Fouling of vessels is known to reduce efficiency, increase drag and increase fuel consumption. Also, the increased weight to mooring lines caused by fouling organisms may hinder the ease end users have of handling them. It is in the interest of owners to keep fouling off vessels and lines and thereby protecting the environment from harm caused by translocations of invasive alien species.

  • Keep boats in water for as short a time period as possible.
  • Treat your boat with appropriate antifouling that adhere to the craft manufacturers recommendations and prevent build up of organisms.
  • Ensure boats submit to yearly removal of fouling
  • When treating a craft, 100% surface cover with the chosen method is essential. Small areas left available for plant or animal growth can give species the opportunity to colonise new areas.
  • Antifouling paints are designed to present aquatic organisms with a barrier to prevent settlement. These compounds are sometimes toxic to humans, aquatic organisms and terrestrial species and care should be taken to follow the guidelines stipulated by the manufacturer at all times.
  • If mooring lines become heavily fouled remove them from the water, dispose of fouling f. in a dustbin or skip (do not allow fouling to return to the aquatic environment), and allow the ropes to dry out for a period greater than 48 hours

The following information is given as an introduction to applying antifouling paints. Please consult your local marina or consult the following organisations should you require more information on antifouling:

Work indoors: Where practical, conduct vessel maintenance indoors or under temporarily covered areas where the rain cannot cause runoff. Sheet plastic shelters can be used.

Work away from the water: At a minimum, always move boats inland to an approved work area before scraping or power washing the hull. Do not perform hull maintenance activities on the launch ramp area or in the lift well.

Do not clean your boat while it is in the water: Never dive/use divers to remove growth on the bottom of boat hulls. This not only represents a health and safety concern but cleaning of biofouling by this manner also removes anti-foulant paint and associated pollutants.

Use dustless vacuum sanders: Dustless sanders use industrial vacuum cleaners to trap dust created in the sanding process before it becomes airborne. As the sander removes paint, dust is drawn into several holes located through the sanding pad. The dust is then sucked into a vacuum container that can be emptied for disposal. Dustless vacuum sanders are one of the best ways to control paint dust before it can become a pollutant. Added advantages include keeping a clean workplace, reducing health risks and reducing cleanup costs and time. Ensure you follow manufacturer’s guidance or receive training on the safe use of this equipment.

Use tarps and filter cloth: Use tarps and/or filter cloth to catch scrapings and other debris produced during maintenance work. Tarps and cloth are inexpensive “low-tech” methods to collect debris before it can be washed into coastal waters by storm water. Filter cloths are better than tarps when boat work is expected to last longer than one day. Should it rain, the water passes through the cloth instead of washing the debris off the tarp.

Maintain clean and tidy work area: Clean up the designated work area after scraping and painting. Leaving areas cluttered and messy will cause spills and allow pollutants to be tracked outside the work area.

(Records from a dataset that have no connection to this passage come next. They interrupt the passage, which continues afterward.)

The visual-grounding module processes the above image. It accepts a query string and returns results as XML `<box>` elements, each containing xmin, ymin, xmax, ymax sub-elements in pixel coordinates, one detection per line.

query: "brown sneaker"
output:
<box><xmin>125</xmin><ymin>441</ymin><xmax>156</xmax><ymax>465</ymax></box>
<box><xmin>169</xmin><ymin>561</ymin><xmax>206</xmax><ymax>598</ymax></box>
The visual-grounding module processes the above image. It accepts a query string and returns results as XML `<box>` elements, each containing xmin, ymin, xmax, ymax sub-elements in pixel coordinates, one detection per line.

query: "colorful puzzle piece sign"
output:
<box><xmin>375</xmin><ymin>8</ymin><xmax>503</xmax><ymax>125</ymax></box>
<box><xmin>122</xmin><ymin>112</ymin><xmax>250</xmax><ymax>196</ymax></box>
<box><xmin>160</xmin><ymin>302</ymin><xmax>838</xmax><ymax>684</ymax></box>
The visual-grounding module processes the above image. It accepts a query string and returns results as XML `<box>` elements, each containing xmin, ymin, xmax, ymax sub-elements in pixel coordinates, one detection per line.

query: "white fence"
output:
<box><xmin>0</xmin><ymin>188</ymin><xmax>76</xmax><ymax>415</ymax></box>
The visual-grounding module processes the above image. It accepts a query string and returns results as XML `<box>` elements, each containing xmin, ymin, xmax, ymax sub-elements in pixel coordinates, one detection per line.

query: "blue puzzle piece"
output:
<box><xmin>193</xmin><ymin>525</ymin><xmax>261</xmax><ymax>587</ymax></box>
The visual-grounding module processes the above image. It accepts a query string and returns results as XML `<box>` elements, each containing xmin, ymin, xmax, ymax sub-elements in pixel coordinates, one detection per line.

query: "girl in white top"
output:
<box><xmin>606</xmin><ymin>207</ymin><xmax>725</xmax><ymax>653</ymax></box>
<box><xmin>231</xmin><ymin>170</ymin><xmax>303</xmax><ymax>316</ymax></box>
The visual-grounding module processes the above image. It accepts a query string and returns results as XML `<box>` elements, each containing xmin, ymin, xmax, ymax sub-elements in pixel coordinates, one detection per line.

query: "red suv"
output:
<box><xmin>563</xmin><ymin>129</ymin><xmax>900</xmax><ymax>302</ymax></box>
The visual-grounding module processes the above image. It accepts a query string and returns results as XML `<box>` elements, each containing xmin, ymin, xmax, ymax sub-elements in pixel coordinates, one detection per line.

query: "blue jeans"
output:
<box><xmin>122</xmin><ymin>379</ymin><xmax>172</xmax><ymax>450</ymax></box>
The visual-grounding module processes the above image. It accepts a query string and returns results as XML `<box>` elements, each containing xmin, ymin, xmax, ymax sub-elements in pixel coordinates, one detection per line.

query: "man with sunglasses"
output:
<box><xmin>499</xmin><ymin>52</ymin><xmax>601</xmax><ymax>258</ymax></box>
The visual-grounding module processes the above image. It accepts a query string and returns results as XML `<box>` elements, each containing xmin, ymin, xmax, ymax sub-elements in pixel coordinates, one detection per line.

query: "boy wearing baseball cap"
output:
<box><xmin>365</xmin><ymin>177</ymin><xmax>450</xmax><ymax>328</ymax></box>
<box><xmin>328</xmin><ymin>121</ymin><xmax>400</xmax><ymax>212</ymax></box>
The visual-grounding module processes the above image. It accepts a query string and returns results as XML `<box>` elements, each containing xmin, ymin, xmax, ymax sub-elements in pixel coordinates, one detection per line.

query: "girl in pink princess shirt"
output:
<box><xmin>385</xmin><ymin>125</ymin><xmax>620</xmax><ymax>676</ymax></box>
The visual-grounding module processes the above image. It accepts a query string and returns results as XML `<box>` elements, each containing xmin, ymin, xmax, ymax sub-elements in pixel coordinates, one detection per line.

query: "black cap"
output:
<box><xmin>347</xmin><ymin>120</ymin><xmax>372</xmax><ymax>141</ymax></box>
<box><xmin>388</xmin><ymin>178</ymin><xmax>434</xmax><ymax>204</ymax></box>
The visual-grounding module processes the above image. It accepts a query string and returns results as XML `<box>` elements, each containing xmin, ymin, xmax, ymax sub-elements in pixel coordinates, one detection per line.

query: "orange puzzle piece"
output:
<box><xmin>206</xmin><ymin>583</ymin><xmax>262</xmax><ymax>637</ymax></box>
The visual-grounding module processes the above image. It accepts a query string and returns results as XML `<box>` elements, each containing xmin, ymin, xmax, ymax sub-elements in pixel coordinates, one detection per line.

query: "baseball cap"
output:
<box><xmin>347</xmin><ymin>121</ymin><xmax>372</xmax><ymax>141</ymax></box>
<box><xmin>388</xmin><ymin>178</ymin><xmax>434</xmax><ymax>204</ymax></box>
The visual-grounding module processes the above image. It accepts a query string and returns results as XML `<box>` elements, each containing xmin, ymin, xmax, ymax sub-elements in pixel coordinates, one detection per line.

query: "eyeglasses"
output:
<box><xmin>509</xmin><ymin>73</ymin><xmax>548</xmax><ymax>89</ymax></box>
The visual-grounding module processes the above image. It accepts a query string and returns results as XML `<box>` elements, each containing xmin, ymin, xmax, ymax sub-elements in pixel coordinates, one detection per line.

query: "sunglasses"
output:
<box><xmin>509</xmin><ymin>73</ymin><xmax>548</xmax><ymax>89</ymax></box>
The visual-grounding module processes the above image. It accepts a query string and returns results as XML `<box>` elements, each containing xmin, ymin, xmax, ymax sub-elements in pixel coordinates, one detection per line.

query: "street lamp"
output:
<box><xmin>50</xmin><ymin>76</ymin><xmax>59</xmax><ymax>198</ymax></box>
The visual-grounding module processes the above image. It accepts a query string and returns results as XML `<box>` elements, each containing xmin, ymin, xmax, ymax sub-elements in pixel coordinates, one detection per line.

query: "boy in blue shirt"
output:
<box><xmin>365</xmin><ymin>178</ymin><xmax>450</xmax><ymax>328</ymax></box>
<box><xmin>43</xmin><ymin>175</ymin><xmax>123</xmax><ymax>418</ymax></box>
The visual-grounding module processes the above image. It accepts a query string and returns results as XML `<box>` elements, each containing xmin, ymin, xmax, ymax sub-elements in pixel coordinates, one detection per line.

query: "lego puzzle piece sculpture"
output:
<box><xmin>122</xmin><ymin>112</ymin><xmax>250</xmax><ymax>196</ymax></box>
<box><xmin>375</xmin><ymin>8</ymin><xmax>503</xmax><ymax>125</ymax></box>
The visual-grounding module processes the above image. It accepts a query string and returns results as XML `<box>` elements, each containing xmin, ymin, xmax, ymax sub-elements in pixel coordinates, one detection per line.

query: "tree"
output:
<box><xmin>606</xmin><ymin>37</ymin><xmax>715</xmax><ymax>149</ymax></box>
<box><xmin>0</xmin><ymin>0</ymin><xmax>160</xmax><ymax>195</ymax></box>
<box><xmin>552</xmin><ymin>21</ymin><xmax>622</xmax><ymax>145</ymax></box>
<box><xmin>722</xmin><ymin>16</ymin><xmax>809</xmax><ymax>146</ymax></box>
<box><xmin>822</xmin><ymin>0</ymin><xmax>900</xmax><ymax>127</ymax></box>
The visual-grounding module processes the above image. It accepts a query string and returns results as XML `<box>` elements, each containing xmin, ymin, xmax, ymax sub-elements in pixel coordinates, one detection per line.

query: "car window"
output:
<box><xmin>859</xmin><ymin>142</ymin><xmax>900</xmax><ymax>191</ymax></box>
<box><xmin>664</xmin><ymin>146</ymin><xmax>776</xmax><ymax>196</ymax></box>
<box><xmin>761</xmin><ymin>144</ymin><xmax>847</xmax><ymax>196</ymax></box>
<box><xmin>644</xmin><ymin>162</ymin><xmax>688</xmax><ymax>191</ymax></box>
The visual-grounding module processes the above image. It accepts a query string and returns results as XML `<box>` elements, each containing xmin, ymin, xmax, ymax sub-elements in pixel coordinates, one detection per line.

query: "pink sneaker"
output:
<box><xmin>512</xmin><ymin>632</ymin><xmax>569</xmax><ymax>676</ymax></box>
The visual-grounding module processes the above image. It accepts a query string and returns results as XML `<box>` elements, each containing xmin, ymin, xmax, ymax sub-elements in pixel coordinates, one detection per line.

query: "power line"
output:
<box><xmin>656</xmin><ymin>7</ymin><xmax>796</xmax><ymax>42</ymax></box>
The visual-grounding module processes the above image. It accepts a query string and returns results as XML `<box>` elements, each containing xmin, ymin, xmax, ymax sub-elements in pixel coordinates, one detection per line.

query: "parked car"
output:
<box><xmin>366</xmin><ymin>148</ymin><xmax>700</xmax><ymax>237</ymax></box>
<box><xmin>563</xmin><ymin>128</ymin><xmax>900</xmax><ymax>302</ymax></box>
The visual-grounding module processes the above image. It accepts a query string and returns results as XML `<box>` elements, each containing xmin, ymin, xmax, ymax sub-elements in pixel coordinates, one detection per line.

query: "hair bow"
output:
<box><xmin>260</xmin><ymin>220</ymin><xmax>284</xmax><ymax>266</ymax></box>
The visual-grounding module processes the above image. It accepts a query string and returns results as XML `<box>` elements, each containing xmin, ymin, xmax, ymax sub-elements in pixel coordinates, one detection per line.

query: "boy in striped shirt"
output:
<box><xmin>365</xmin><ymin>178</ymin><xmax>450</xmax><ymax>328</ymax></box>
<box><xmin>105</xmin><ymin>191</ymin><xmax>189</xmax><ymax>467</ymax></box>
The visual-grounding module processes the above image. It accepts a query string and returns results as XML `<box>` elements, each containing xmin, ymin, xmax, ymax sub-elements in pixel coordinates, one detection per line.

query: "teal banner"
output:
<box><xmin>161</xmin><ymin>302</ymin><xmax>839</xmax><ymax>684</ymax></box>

Painting: Because hull paints contain toxic pollutants, they should be used with care. Consider the following when painting your boat.


  • Maintain designated work areas: Restrict mixing of paints, solvents, and reducers, as well as the painting itself, to designated areas that are located on a hard surface and isolated from the weather.
  • Do not spray paint while boat is on the water: Sprayed paint can be difficult to control. Paint can be inadvertently sprayed into the water and expose aquatic life to toxic chemicals.
  • Use spray enclosure: A spray enclosure is a permanent shed or temporary structure housing a boat during painting. Spray booths confine overspray and prevent drifting onto other boats, land, or water.
  • When using traditional paint application techniques use brushes and rollers where possible. Traditional applications are known to reduce air emissions. Some manufacturers stipulate the use of rollers or brushes so always consult manufacturer’s guidelines.
  • When spray painting, use efficient high volume, low pressure (HVLP) spray guns: HVLP sprays are one of the most efficient means for applying paint. Use a spray gun that is rated at 65 percent efficient paint transfer or greater. These spray guns direct more paint onto the intended surface and as a result, less paint gets into the air, and fewer chemicals are released.
  • Always maintain appropriate use and storage of hazardous materials and waste: Make certain that all painting materials are used strictly according to manufacturers’ instructions. Keep covers and caps on paints, thinners, and solvents to minimise the release of toxic compounds.
  • Clean up paint and supplies: Treat paint spills like oil spills. Clean up immediately with absorbent materials, paper, and/or rags. Since liquid paints are classified as hazardous material, dispose of paint brushes and paint properly.